Judge Walker had a flicker of compassion for the young man. He reminded her so much of someone she’d known in her youth, but couldn’t quite put a face and name to him. It was the eyes, she thought. Those melted chocolate orbs tugged at her heart. Blinking away irrational tears, she left as abruptly as she’d come.
Judge Honoria Walker strode purposefully to her office, waving away the bailiffs.
“Go home,” she told them. “Your shift was over an hour ago. Send your replacements up, please. I don’t want to be disturbed.”
“Yes, ma’am,” they answered in chorus. They left her once she was seated at her desk, already dialing the phone.
After a handful of rings, someone answered. The voice was aged, rough, almost brittle. She could remember a time when he hadn’t sounded quite so abused, but time had not been kind to her old friend and mentor.
“Kyle, it’s Honey.”
He cleared his throat. The vibrating baritone she remembered so well, boomed out.
“Honey! Good Lord, it’s a surprise hearing from you today!”
“It’s been far too long since we spoke. I apologize, Kyle. I’ve been so busy with this case.”
“How’s it going? Boy’s guilty?”
“That’s what I want to talk to you about.”
After a long explanation, she had Kyle Tourney’s assurance that he’d make some calls.
“I’ll get back to you soon, my dear. Before I go, how are you? You sound tired.”
“Exhausted. Bert’s in the middle of his treatments and having uneasy nights. Even with the nurse, it’s difficult. I’m nearly at my wit’s end.”
“Let go,” her old friend replied. “Let him go, Honey. He’s fought a good fight, but he’s tired. It’s time for the old warhorse to hang up his spurs.”
“The horse doesn’t wear the spurs, Kyle,” she said sharply to cover her distress.
“You know what I mean, Honoria. If I’m going to make these calls tonight, I need to go. I’ll call as soon as I know anything.
“Thank you, Kyle.” She sniffled, hanging up the phone quickly before he heard her cry.
Judge Walker hung up her robe with care, shaking the wrinkles free before putting it in her closet. She headed to her car, facing the bitter cold night with her chin held high. The two bailiffs, replacements for Cortland and Drover, walked her to her car. She waved her thanks as she pulled out of her parking place.

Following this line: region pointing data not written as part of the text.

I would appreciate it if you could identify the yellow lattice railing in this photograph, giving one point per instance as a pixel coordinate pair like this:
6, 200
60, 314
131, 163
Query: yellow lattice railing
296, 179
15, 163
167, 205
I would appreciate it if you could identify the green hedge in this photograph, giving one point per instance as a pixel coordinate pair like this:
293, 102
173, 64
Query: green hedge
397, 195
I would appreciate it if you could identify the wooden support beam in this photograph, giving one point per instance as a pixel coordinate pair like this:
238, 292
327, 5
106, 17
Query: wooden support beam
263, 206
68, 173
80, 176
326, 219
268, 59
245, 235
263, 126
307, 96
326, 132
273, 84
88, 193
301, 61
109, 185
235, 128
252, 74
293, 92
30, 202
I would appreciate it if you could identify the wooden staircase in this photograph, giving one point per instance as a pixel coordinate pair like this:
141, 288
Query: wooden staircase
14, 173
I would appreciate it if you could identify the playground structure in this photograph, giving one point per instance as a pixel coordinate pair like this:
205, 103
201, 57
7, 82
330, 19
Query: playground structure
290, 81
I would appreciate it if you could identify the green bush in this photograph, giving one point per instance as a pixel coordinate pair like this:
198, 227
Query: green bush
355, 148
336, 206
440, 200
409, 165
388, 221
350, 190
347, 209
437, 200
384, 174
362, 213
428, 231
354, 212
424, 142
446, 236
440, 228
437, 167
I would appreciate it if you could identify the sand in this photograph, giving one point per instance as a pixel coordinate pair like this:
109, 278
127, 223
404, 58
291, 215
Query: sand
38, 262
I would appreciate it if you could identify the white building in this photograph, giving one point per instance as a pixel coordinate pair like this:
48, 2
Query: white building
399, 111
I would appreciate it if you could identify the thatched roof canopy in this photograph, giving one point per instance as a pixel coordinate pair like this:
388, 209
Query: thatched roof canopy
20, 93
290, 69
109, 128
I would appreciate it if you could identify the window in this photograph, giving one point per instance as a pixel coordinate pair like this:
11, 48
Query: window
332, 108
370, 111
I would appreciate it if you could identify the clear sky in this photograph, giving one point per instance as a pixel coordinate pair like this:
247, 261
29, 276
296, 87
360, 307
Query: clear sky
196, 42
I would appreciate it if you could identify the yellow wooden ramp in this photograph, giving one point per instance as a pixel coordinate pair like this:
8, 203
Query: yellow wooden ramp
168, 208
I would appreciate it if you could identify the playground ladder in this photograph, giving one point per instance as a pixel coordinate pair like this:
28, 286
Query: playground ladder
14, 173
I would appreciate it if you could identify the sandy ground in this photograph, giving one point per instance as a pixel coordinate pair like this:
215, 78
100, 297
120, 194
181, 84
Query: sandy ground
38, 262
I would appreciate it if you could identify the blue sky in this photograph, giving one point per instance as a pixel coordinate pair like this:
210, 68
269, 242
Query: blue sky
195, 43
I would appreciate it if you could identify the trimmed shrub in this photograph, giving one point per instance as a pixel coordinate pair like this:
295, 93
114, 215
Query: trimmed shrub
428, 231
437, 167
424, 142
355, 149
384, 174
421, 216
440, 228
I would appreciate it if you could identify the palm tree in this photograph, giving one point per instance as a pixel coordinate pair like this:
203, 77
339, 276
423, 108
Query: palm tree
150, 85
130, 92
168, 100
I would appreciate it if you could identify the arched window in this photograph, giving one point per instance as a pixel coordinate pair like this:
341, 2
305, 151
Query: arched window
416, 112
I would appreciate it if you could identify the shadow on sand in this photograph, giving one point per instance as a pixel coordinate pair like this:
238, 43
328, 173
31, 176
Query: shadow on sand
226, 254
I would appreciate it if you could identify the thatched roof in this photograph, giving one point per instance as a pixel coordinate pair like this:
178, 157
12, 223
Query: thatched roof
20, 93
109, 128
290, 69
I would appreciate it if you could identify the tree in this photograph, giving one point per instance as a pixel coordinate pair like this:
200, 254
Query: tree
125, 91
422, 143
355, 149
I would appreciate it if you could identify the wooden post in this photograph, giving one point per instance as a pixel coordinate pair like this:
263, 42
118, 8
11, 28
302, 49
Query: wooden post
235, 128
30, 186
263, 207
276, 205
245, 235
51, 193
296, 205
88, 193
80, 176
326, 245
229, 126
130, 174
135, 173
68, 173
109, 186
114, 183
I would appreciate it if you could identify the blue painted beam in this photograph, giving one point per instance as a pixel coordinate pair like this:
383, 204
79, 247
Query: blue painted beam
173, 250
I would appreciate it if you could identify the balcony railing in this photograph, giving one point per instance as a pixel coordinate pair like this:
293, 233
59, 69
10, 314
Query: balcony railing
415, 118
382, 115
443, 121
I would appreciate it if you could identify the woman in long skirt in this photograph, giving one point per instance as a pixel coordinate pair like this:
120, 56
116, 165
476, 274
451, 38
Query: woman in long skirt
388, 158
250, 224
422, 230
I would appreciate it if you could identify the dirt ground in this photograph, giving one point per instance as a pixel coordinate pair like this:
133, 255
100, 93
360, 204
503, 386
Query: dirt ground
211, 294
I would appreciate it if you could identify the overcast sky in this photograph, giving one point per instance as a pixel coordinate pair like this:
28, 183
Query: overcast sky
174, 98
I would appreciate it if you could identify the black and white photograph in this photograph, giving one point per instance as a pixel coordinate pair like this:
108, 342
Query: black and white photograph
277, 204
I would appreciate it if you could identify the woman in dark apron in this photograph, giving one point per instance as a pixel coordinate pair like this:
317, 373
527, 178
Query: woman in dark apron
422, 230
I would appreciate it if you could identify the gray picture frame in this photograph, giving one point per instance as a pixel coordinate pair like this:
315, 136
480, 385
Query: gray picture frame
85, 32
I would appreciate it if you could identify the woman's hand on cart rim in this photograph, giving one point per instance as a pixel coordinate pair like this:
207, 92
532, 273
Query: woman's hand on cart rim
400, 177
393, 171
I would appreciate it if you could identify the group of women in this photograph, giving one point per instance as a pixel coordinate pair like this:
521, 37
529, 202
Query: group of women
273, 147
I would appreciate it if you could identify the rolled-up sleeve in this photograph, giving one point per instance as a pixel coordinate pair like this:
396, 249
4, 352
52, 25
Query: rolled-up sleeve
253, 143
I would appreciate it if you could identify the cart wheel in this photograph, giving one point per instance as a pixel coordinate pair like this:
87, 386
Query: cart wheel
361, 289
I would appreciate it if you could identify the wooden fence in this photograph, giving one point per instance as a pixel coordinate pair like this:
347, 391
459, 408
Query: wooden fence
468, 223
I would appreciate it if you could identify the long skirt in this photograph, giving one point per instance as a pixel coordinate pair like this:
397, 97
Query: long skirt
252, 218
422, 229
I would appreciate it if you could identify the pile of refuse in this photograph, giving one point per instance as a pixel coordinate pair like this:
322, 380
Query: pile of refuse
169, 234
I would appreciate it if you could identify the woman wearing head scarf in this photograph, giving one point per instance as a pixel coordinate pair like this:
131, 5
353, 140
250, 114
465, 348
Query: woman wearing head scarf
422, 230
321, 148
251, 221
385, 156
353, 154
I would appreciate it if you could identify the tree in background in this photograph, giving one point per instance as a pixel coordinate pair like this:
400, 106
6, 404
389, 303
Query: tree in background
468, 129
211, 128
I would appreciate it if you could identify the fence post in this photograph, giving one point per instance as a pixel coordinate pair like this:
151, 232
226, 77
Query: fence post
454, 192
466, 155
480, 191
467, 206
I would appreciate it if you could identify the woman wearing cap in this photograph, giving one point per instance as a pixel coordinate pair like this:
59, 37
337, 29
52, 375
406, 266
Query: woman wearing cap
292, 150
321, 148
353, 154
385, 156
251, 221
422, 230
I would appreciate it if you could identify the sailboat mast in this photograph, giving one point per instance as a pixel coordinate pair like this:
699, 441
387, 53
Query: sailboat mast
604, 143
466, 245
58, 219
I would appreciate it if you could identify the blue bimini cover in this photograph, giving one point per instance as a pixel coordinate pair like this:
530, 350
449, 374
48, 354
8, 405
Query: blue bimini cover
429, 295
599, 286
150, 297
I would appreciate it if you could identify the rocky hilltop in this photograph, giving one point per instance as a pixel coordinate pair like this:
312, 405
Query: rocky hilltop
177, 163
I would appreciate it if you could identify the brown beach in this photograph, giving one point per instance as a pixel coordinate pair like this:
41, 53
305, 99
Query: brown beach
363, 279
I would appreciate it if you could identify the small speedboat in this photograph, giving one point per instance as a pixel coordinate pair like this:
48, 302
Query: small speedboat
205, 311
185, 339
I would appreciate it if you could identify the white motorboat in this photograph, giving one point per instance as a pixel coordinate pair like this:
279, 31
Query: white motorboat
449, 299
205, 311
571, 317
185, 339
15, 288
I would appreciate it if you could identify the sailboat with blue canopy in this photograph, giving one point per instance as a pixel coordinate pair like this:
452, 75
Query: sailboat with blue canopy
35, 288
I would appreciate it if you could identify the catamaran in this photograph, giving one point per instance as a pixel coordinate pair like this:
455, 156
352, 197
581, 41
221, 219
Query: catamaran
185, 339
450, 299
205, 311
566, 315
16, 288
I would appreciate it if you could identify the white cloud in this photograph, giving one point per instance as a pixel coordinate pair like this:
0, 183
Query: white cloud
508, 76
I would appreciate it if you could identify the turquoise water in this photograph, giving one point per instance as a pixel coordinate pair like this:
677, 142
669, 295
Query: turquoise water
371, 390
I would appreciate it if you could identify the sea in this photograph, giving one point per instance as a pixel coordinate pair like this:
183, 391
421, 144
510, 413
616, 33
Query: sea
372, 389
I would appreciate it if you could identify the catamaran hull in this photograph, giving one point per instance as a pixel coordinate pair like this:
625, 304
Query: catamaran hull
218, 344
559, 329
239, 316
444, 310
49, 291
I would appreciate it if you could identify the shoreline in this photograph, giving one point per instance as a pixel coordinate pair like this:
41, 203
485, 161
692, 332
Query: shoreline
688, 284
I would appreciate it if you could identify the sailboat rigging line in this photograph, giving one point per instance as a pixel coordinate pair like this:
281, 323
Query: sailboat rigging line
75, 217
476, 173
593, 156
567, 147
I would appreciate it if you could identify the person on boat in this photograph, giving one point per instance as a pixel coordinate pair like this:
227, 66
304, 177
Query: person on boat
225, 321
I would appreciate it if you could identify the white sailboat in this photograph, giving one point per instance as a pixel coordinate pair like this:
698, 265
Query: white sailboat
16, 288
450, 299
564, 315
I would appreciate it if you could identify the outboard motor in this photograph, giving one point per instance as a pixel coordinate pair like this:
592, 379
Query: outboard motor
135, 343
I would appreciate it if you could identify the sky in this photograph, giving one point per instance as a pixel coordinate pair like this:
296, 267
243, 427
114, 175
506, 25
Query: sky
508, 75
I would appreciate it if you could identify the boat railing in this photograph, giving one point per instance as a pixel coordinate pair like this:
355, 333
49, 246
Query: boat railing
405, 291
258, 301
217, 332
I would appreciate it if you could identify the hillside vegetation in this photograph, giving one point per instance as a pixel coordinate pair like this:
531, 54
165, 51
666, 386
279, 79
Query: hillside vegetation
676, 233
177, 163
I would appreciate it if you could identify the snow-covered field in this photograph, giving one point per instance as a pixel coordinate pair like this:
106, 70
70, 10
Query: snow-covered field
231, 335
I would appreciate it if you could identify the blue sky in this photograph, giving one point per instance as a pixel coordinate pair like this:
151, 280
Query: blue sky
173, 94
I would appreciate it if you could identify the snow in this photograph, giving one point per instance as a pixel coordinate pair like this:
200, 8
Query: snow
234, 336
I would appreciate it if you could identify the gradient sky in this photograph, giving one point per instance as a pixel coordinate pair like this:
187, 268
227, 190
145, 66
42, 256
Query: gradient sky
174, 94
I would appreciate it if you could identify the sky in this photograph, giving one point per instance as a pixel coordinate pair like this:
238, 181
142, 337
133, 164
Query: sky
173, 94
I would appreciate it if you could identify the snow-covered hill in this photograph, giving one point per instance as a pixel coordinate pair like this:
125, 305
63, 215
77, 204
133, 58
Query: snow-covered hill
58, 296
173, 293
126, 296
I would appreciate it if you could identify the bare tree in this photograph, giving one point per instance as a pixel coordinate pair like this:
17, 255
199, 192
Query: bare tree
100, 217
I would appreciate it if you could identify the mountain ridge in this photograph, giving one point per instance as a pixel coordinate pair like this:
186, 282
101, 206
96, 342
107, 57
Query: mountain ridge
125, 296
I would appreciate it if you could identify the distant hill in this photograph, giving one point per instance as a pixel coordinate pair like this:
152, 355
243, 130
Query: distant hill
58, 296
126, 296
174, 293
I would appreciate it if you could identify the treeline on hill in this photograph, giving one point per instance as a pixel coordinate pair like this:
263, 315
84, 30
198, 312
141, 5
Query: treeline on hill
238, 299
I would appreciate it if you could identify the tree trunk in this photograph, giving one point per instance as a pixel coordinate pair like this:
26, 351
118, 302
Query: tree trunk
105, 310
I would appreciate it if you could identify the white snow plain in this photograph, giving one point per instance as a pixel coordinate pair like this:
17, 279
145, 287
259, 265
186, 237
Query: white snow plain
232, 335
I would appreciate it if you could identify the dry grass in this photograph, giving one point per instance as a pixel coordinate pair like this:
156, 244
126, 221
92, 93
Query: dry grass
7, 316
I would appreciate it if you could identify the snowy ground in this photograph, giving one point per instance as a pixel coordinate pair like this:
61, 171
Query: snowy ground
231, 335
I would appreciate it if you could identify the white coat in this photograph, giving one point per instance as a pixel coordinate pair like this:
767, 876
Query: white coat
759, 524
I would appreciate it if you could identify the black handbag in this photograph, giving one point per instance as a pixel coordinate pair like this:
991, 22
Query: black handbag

The brownstone townhouse was a welcome sight, though she wondered why all the lights were on. Every floor was illuminated, shining into the night. Not bothering to park in the garage, she hopped out of her car on the driveway. She flung the door open, calling for the nurse.
“Betsy! What’s going on?”
“Coming, Mrs. Walker.” She appeared at the top of the stairs.
“Why are all the lights on?”
“Mr. Walker wanted it that way. I couldn’t get him to sleep before promising to have the place all lit up when you got home. He took his meds, but wouldn’t sleep until I promised. It’s been a rough evening. What kept you?”
Her voice held deep concern, though to Honoria it seemed to hold a reprimand as well. Probably her own guilt shading the other woman’s words.
“Complications with a case,” she said quietly. “I wish I could tell you more, but I can’t just now. I’d better go up and check on him.” She headed up the stairs.
“You do that while I go shut off the extra lights. And you’d best put your car in the garage. There’s been break ins.”
“Thank you, Betsy. I’ll do that before I go up.”
She pulled into the garage. Turning off the car, she put her head on the steering wheel as the automatic door closed behind her. The tears she’d been fighting since talking to Kyle fell hot and heavy. She knew she had to let Bert go, but it wasn’t easy. He’d been part of her life over 40 years. They’d been married for 36 of them.
Meeting as freshmen, they’d married right out of high school. He’d seen her through college, law school and the birth of their four boys.
The first 10 years of their marriage had been hard. Finances were tight, especially with two children born in less than two years. Bert worked three jobs to keep food on the table and a roof over their heads.
The next 10 years weren’t much better, but they’d hung in there, raising their children and struggling to get her established as one of the top lawyers in the city. They’d held on against the odds as he went back to school after she opened her law office. Once she became a judge, it was better. Their children were grown, moved out, and gone. They had 10 good years before he got sick.